The Subsurface shader (and the Subsurface element of the Principled shader) simulate subsurface scattering based on the surrounding geometry of that mesh - ie, to determine the thickness of the volume enclosed by that mesh and how the light that hits the surrounding surfaces would propagate through that volume before scattering out of the surface again. For this to work properly requires manifold meshes - otherwise you will get unpredictable results.
In your case you have a single-surface plane for the floor and similar for the wall (albeit with ridges for the beams and edges) - ie, these are non-manifold (meaning that they do not fully enclose a single volume in space).
To resolve this you have two options; either change the wall and floor meshes to be manifold panels, or switch to use a Translucent shader in place of Subsurface (which produces a very similar effect).
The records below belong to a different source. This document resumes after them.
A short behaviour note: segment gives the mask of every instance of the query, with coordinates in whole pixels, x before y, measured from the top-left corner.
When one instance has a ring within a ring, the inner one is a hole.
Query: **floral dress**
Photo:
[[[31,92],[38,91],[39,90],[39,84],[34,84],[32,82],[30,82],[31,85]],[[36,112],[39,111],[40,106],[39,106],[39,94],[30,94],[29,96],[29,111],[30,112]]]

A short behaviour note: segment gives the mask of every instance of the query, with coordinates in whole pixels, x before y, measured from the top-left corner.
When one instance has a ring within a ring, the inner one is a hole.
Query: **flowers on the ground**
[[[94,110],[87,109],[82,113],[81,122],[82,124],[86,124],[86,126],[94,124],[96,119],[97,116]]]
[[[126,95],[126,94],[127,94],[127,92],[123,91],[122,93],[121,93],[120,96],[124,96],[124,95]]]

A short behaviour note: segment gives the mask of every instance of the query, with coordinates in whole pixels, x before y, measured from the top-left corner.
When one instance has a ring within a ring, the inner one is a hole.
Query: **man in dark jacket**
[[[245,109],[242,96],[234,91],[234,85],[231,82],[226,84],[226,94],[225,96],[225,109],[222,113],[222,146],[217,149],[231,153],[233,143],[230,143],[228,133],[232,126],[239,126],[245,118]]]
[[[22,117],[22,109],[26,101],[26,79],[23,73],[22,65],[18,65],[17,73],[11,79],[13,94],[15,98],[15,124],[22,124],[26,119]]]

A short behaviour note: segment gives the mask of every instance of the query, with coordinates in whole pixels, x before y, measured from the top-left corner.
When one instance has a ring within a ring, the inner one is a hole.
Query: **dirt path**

I amended your example to replace the Principled shader for the walls with a simple Translucent shader and updated the floor with a material made up of a mix between Translucent and Glossy (ideally you'd also include Fresnel for the glossiness but this is grossly simplified) :

This produces the following result (obviously I'm missing your logo - hence the pink) :

Blend file included 
Note : To track down issues like this in the future it's best to start from a copy of your file and remove elements bit by bit until you have a very simplified file that contains just those parts that are causing the problem. For example, remove all the lamps, remove the side walls, remove all but one of the 'light panels', remove each material in turn - checking at each stage whether the problem still exists. Once you've tracked it back to a particular material you can substitute each element with a simpler one until you know the exact setting that is causing the problem (in this case the Subsurface setting of the Principled shader). After that it's a matter of determining under what circumstances the issue causes a problem and, hopefully, this should point to a cause.